In Case C-18/18, Eva Glawischnig-Piesczek v Facebook, the Austrian Supreme Court has referred a ‘hate speech’ case to Luxembourg – hearing will be tomorrow, 12 February. The Case revolves around Article 15 of the E-Commerce Directive: one sentence Twitter summary comes courtesy of Tito Rendas: does Article 15 prohibit the imposition on a hosting provider (Facebook, in this case) of an obligation to remove not only notified illegal content, but also identical and similar content, at a national or worldwide level?
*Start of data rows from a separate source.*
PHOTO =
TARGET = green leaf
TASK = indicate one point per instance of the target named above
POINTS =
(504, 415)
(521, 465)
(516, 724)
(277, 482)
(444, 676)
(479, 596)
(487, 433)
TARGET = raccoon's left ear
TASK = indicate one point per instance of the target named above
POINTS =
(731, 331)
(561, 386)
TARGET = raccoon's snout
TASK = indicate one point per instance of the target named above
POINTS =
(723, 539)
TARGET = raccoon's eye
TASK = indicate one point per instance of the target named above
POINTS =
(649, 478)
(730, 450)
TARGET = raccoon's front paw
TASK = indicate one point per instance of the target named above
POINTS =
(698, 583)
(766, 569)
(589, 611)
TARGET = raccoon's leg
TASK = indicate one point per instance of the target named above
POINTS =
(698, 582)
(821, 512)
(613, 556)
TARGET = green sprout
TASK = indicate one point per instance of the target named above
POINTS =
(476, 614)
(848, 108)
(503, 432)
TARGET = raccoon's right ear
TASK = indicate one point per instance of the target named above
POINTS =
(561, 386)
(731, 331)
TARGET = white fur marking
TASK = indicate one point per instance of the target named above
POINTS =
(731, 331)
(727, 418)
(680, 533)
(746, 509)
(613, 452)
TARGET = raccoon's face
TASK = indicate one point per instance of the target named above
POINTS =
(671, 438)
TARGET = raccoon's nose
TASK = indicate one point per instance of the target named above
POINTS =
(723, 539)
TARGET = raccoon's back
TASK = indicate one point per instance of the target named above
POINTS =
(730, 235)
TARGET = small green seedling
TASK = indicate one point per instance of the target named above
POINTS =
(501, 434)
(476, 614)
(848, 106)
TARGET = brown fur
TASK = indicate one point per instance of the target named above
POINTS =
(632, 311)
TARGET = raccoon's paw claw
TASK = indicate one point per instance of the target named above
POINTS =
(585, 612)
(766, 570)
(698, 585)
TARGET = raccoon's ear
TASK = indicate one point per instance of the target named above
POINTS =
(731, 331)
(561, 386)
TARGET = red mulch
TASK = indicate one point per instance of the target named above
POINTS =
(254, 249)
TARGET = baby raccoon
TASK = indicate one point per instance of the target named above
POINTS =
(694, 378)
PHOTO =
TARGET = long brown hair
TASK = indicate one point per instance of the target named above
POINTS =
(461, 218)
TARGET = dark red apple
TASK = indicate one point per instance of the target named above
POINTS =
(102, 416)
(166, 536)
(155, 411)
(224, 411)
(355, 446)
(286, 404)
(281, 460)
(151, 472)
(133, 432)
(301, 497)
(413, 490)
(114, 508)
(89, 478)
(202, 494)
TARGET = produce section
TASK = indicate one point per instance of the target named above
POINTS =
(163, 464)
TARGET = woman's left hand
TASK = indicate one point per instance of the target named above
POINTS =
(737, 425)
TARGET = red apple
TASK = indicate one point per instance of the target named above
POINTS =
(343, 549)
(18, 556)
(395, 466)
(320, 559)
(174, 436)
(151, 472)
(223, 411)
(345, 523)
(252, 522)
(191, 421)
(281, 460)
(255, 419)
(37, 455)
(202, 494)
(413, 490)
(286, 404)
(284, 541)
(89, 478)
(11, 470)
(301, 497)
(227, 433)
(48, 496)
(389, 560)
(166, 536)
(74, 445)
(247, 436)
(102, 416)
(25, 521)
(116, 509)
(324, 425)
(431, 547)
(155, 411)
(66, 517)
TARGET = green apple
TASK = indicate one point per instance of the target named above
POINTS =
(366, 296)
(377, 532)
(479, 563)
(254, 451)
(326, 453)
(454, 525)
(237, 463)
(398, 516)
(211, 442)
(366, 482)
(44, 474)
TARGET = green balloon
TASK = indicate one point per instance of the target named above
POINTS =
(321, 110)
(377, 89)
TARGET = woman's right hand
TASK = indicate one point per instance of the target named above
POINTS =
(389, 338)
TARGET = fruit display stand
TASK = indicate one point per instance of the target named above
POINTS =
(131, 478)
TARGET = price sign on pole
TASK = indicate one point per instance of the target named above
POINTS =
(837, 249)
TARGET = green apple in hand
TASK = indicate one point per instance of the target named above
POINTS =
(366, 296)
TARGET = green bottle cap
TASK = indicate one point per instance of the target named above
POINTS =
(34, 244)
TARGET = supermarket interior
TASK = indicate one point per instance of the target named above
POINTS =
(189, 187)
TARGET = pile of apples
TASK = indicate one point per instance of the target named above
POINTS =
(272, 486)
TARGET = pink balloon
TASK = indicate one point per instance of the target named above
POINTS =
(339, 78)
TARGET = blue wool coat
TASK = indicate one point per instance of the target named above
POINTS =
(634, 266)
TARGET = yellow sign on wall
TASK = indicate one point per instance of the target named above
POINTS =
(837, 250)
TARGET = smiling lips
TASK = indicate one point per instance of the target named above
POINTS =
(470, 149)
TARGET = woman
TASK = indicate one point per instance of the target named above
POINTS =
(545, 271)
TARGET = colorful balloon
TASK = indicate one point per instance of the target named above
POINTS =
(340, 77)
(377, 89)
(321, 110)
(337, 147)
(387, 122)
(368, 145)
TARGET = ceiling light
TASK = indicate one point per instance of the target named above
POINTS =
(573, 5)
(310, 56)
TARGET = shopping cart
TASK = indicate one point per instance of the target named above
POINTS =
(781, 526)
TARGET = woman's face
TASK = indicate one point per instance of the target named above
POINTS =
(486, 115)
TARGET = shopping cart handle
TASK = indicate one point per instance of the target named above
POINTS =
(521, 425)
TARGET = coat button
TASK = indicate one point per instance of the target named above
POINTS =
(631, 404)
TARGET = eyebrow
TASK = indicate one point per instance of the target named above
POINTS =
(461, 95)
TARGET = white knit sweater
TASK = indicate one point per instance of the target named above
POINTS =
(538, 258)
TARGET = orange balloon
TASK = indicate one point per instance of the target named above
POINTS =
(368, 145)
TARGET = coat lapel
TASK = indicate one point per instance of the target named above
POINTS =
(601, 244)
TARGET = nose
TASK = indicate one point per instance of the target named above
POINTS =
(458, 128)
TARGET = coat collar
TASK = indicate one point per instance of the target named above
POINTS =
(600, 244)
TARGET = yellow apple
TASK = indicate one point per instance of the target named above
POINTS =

Mirko Brüß has more extensive analysis here. I used the case in my class with American University (my students will be at the hearing tomorrow), to illustrate the relationship between secondary and primary law, but also the art in reading EU secondary law (here: A15 which limits what can be imposed upon a provider; and the recitals of the Directive which seem to leave more leeway to the Member States; particularly in the light of the scant harmonisation of tort law in the EU). To readers of the blog the case is probably more relevant in light of the questions on territorial scope: if a duty to remove may be imposed, how wide may the order reach? It is in this respect that the case is reminiscent of the Google etc. cases.
Yet another one to look out for.
Geert.
(Handbook of) EU Private International Law, 2nd ed. 2016, Chapter 2, Heading 2.2.8.2, Heading 2.2.8.2.5.